Too often in our modern day, we Christians approach God from the perspective of a consumer culture, where God offers us bargains and deals.  We can be tempted to consider His grace to be a cash-back program for participating in the sacraments.  By contrast, John 6 is about Jesus sub-ordinating His whole Self—Flesh and Blood, soul and divinity—to His Spouse, the Church.  That Church includes you as one of her members.  These passages from the Word of God in John 6 become Flesh in the Holy Eucharist.  The strength of that Word made Flesh can helps each of us to nurture the spousal, nuptial bond with Christ.  This bond is unbreakable because the one Who has called us to that union with Him is Himself divine.  Yet we have to share wholeheartedly in it according to our own will.  That’s why each of us has to sacrifice her own will to the Will of God.

Easter 3-6

Friday of the Third Week of Easter

Friday of the Third Week of Easter
Acts 9:1-20  +  John 6:52-59

“For my Flesh is true food, and my Blood is true drink.”

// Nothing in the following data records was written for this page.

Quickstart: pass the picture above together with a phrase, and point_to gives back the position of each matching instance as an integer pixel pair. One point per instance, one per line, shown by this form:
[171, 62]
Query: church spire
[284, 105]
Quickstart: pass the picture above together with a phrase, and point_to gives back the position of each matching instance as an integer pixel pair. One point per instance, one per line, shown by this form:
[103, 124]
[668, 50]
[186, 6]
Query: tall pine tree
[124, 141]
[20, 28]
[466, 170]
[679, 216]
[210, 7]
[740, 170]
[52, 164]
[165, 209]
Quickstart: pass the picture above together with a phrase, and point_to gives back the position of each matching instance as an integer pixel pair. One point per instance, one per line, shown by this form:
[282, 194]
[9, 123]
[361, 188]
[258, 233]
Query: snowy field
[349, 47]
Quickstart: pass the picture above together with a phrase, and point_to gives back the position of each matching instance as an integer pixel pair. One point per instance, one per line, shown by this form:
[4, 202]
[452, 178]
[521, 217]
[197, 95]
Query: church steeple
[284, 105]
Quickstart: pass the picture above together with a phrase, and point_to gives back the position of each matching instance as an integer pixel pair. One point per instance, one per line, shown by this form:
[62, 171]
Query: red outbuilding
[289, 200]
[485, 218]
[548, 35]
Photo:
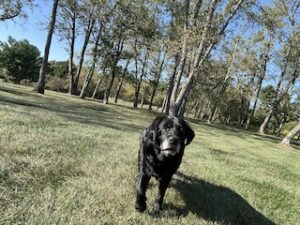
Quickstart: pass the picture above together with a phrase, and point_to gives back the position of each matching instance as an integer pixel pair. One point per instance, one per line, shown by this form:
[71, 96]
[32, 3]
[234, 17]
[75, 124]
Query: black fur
[161, 149]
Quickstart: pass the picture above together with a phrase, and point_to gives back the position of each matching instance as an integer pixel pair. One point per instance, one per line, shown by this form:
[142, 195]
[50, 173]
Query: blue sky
[33, 29]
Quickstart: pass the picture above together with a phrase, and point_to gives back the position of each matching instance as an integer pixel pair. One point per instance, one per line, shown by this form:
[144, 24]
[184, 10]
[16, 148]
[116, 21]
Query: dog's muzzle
[169, 149]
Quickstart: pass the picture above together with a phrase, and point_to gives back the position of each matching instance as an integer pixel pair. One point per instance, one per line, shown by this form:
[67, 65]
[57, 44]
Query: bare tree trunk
[114, 70]
[257, 92]
[277, 97]
[88, 32]
[156, 81]
[139, 82]
[166, 108]
[291, 134]
[121, 81]
[199, 56]
[173, 107]
[40, 86]
[184, 102]
[96, 88]
[90, 74]
[222, 90]
[71, 56]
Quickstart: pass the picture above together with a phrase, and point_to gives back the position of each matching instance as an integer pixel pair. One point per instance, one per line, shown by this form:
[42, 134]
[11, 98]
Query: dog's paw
[141, 206]
[157, 208]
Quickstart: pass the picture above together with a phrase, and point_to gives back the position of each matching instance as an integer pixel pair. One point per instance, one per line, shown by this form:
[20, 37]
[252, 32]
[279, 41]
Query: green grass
[69, 161]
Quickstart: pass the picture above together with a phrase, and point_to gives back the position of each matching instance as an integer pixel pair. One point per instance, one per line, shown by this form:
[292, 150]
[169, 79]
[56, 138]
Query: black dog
[161, 149]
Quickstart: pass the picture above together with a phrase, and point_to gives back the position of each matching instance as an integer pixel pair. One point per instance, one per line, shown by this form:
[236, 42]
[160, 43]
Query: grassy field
[69, 161]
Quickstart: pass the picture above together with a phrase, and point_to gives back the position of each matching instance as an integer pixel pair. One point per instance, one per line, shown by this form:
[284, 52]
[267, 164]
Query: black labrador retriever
[161, 149]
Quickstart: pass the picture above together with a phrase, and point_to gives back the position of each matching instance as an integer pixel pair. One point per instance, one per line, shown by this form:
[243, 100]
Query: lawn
[64, 160]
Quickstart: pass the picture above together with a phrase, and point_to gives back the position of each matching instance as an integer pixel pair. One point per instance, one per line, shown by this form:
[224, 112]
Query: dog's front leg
[141, 186]
[163, 185]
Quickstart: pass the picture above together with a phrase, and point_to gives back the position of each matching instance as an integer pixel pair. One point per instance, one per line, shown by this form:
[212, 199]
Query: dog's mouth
[169, 152]
[169, 149]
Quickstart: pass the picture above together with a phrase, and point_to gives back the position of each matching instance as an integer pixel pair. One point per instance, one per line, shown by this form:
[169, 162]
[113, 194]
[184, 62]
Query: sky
[33, 28]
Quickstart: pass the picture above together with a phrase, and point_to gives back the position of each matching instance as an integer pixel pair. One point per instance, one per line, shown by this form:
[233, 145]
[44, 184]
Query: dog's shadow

Jesus, like any good teacher, responds to the ignorance of those to whom he’s speaking.  The Jews quarreled among themselves, saying, “How can he give us his flesh to eat?”  Jesus replies not by saying that “eating his flesh” is just a figure of speech.

Instead, Jesus replies by saying, “if you do not eat the Flesh of the Son of Man and drink His Blood, you have no life in you. … For my Flesh is true food and my Blood is true drink.”

Jesus, at this point in the Gospel, does not offer this real bread and drink just yet.  He does not speak in the present tense, saying, “The bread I am giving you is my flesh.”  Instead, He speaks of the future:  “The bread I will give is my flesh, for the life of the world.”

Jesus gave His Flesh and Blood for us on the Cross on Good Friday.  But He established the Sacrifice of the Mass on the night before He died.  We know the truth that we must be like Christ to truly live.  But we cannot imitate Christ through sheer will-power.  We must be nourished by God Himself.  Only when He dwells within you can you live your life as He led His:  or more accurately, can He live His life in you.

At the Last Supper, with His apostles, He prepared a banquet for those who would follow Him to the Cross.  We cannot separate the Eucharist and the Cross.  The Eucharist is not for us and our plans.  The Eucharist is to strengthen us for accomplishing God’s holy and providential Will.